選び方・調理法
選び方
酸化に極めて弱いため、遮光性の高い黒や茶色のガラス瓶、またはアルミ蒸着袋などに入ったものを選ぶ。低温圧搾法(コールドプレス)で抽出されたものは、熱による変質が少なく風味が良い。賞味期限が長く残っている新鮮なものを選び、使い切れる小容量サイズを購入するのが望ましい。
下処理
加熱すると特有の生臭さ(戻り臭)が発生し、栄養成分である$alpha$-リノレン酸も酸化・分解されるため、原則として加熱調理には用いない。仕上げのソースとして、あるいはドレッシングや和え物など、食べる直前に生のまま振りかける。
保存方法
開封前・開封後を問わず、直射日光を避けた冷暗所(可能であれば冷蔵庫)で保存する。
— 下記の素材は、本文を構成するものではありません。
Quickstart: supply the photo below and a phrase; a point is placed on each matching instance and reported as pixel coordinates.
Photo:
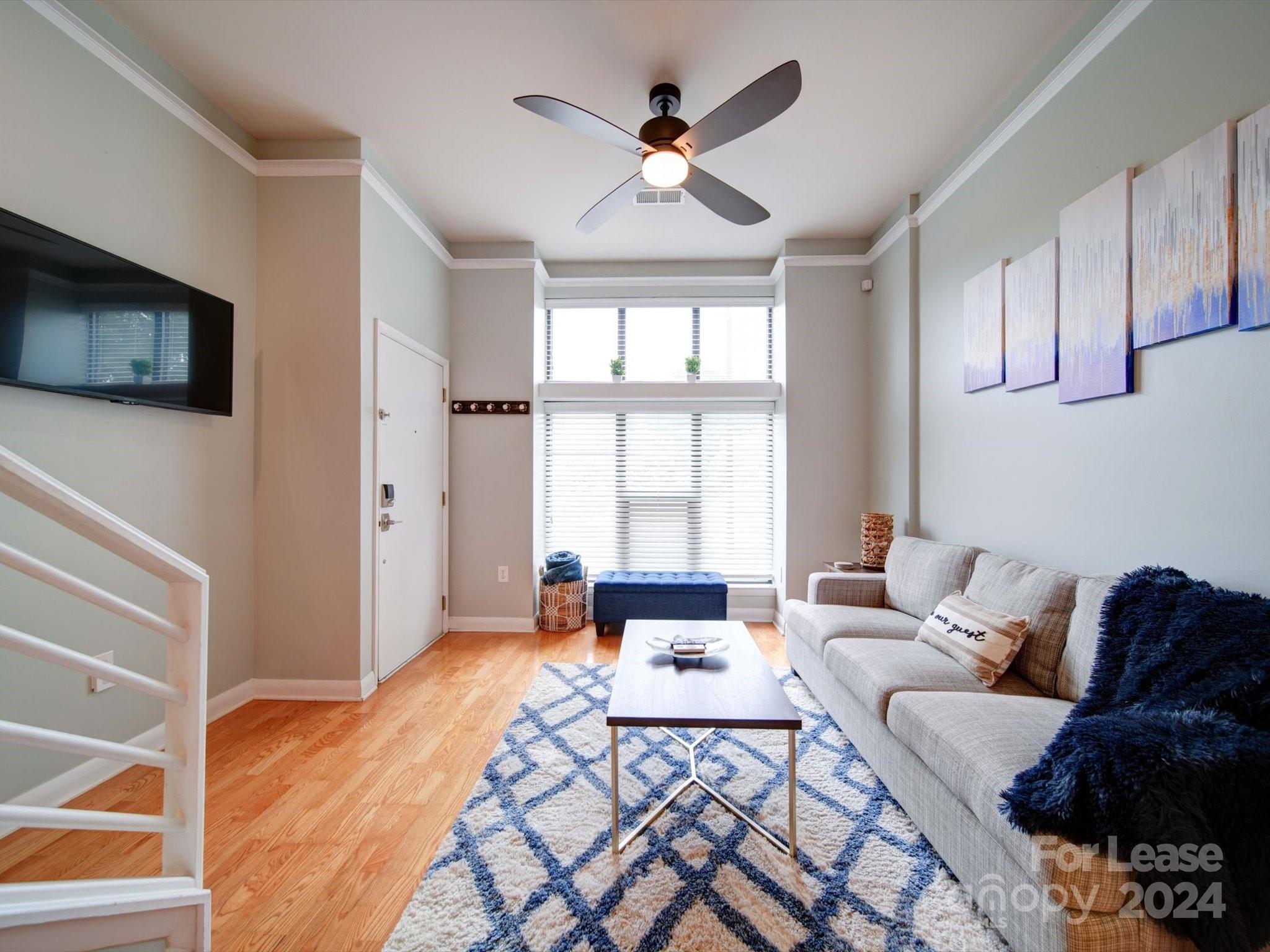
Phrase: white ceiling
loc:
(890, 89)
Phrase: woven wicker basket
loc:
(877, 534)
(563, 607)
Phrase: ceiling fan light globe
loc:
(666, 168)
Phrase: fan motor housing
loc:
(664, 99)
(662, 128)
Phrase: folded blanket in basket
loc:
(563, 566)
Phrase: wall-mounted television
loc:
(75, 319)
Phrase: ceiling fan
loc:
(667, 144)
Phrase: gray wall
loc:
(87, 154)
(825, 419)
(890, 342)
(308, 456)
(492, 457)
(403, 283)
(1170, 474)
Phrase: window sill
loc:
(652, 391)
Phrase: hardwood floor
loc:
(322, 818)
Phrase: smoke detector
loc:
(660, 197)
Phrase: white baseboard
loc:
(477, 624)
(83, 777)
(230, 700)
(304, 690)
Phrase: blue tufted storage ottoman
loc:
(621, 596)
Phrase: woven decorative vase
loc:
(563, 607)
(877, 531)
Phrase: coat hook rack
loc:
(499, 408)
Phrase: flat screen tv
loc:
(75, 319)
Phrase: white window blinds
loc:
(733, 342)
(662, 489)
(123, 346)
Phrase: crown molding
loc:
(890, 236)
(371, 177)
(825, 260)
(1094, 42)
(487, 263)
(1110, 27)
(309, 168)
(121, 63)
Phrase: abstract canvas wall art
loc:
(984, 329)
(1032, 318)
(1254, 184)
(1095, 357)
(1184, 242)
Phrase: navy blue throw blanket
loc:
(563, 566)
(1171, 746)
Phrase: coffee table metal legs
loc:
(793, 792)
(695, 778)
(613, 783)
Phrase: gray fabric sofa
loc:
(945, 746)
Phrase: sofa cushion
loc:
(975, 743)
(1082, 635)
(921, 573)
(1044, 596)
(876, 672)
(818, 625)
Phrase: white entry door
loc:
(411, 532)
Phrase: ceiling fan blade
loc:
(757, 104)
(610, 205)
(580, 121)
(723, 200)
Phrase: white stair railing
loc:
(91, 914)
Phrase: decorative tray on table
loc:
(689, 648)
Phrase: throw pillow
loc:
(980, 639)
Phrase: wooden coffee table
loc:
(730, 690)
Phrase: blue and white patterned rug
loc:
(527, 863)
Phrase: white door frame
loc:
(388, 330)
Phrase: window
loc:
(660, 484)
(734, 342)
(118, 338)
(662, 490)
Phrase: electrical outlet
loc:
(95, 684)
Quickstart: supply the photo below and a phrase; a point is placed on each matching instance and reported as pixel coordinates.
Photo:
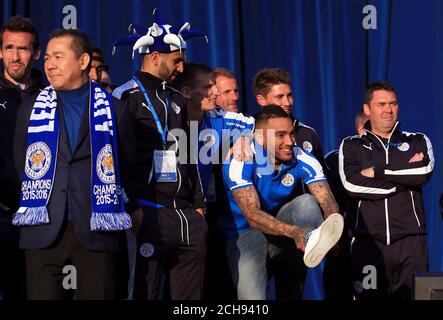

空気に触れると急速に酸化が進むため、使用後はすぐに蓋を閉める。開封後は1ヶ月程度を目安に使い切る。
時期・特徴
国内分布
原料となる亜麻は、国内では主に北海道(当別町など)で栽培されているが、国内流通している亜麻仁油の原料の多くはカナダやカザフスタン、中国等からの輸入に依存している。
時期
通年入手可能。
栄養
必須脂肪酸であるalpha-リノレン酸(オメガ3系脂肪酸)を約50〜60%と非常に豊富に含む。体内で一部がEPA(エイコサペンタエン酸)やDHA(ドコサヘキサエン酸)に変換され、血流改善や生活習慣病の予防効果が期待される。食物繊維やリグナン(ポリフェノールの一種)も含むが、油として精製された状態では主に脂質成分が主体となる。
特徴
アマ科の一年草「亜麻」の成熟した種子(仁)から採取される。独特のわずかな苦味と、ナッツのような香ばしい風味を持つ。空気中で完全に固まる「乾性油」の代表格であり、その性質から油絵具の展色剤、木材の保護塗料、リノリウムの原料といった工業用途でも古くから重用されている。
品種・由来
- 品種名:アマ(亜麻)
- 分類:アマ科アマ属
- 学名:Linum usitatissimum
由来
亜麻の種子(仁)を原料とする油であることから「亜麻仁油」と呼ばれる。英語の「Flax(フラックス)」は植物としてのアマを指し、その種子を「Linseed(リンシード)」と呼ぶ。
伝来
日本には江戸時代に享保の改革の一環として薬用目的で中国から伝来した。明治時代以降、繊維利用を目的に北海道で本格的な栽培が始まった。
歴史背景
人類最古の栽培植物の一つとされ、古くは古代エジプトでミイラを包むリネン(亜麻布)として利用されていた。食用としての歴史も古いが、中世ヨーロッパ等ではその粘性を活かし、卵が貴重だった時代に焼き菓子のつなぎ(卵の代用品)として、水と混ぜた亜麻仁が使われることもあった。
備考
健康維持に寄与する一方で、1gあたり約9kcalのエネルギーがあるため過剰摂取には注意する。また、酸化した油の摂取はかえって健康を損なう恐れがあるため、風味に違和感(古い油の臭いや強い苦味)を感じた場合は使用を控える。